Talend vs. Spark Submit Configuration: What’s the Difference?
In my previous blog, “Talend & Apache Spark: A Technical Primer” I walked you through how Talend Spark jobs equate to Spark Submit. In this blog post, I want to continue evaluating Talend Spark confiurations with Apache Spark Submit. First, we are going to look at how you can map the options in the Apache Spark Configuration tab in the Talend Spark Job, to what you can pass as arguments to Spark Submit and discuss their usage. Let's get started.
When running an Apache Spark job (like one of the Apache Spark examples offered by default on the Hadoop cluster used to verify that Spark is working as expected) in your environment you use the following commands:
export HADOOP_CONF_DIR=XXX ./bin/spark-submit --class org.apache.spark.examples.SparkPi --master yarn --deploy-mode client --executor-memory 5G --num-executors 10 /path/to/examples.jar 1000
The 2 commands highlighted above set the directory from where our Spark submit job will read the cluster configuration files. Then, we issue our Spark submit command that will run Spark on a YARN cluster in a client mode, using 10 executors and 5G of memory for each to run our Spark example job.
Now, let's take a look at how this same Spark example job runs in Talend. When we run a Spark example job (like the one above) in Talend, all the Spark configuration information is entered in the following tab within the run tab:
This raises a few questions. How does information we enter in Talend map to what we enter on the terminal to run a Spark job? How do we know how many executors and memory we requested? What about troubleshooting? We will answer all of these questions in our blog.
Before we proceed any further, I want to introduce some Spark submit options that will be used throughout this blog. According to Apache Spark documentation, these are some of the most common options that you can pass to a Spark submit script:
--class: This is the main entry point for your Spark application.
--master: In this option you specify if your Spark Master is a standalone Spark, or you are going to be using Spark on YARN.
--deploy-mode: As we mentioned in my previous blog this goes to the 2 different YARN modes you have available and details how your Spark driver will be deployed.
--conf: In this option you will pass additional Spark Configurations that you want your job to utilize like as an example “spark.executor.userClassPathFirst=true”.
application-jar: This refers to the path where you have placed your Spark compiled code that Apache Spark is going to execute.
application-arguments: In this option, you pass any arguments that are specific to your Spark code.
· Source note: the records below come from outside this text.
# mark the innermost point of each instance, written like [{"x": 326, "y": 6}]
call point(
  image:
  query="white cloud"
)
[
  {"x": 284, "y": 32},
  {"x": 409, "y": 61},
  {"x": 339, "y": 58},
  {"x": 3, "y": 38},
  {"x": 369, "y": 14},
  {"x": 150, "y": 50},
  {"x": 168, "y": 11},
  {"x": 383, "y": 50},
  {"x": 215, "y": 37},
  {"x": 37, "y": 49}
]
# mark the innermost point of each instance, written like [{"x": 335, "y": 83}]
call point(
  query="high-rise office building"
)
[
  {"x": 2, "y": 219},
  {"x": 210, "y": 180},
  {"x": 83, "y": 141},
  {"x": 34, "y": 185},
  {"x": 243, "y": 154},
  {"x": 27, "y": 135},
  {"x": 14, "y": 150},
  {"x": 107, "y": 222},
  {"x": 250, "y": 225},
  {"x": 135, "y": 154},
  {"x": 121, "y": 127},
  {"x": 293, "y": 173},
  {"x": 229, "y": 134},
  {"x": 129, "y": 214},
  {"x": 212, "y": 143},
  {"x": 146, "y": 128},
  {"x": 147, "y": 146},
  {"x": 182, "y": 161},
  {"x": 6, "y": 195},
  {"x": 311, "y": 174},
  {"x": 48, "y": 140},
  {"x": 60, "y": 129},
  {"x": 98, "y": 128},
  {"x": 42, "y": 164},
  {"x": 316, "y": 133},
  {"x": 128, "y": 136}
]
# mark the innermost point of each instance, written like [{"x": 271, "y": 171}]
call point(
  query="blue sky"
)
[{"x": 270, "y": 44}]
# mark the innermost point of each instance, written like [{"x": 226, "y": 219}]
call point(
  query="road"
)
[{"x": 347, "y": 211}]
Let's now turn to how the above options are used within a Talend Spark job. You will notice that in Spark Configuration tab under the run tab the different options you can set are logically categorized in the following categories:
- Cluster Version
- Spark History
Let's start with one of the first options that you have within the Talend job in the Cluster Version category. This is the “Spark Mode” option.
In this option, you can specify if your Spark Master in on YARN or if you are going to be using a Standalone Spark. This option maps to the “--deploy-mode” we described previously for the Spark submit options as well as the “--master” one. For example, if you select Spark Mode as “YARN Client” in Talend, then this will equate to specifying in Spark submit “--master yarn --deploy-mode client”. Now if Standalone mode is selected in that drop-down box, Talend will prompt you to enter the information for your Spark Master URL as you would do on the Spark-submit end. This will map to passing the following argument in spark submit that is “--master spark://127.0.0.1:7077”.
In Talend we have the “Configuration” category that asks for the following information:
In the first set of checkboxes, Talend asks us to enter information about the resource manager, resource manager, scheduler address, jobhistory address and staging directory.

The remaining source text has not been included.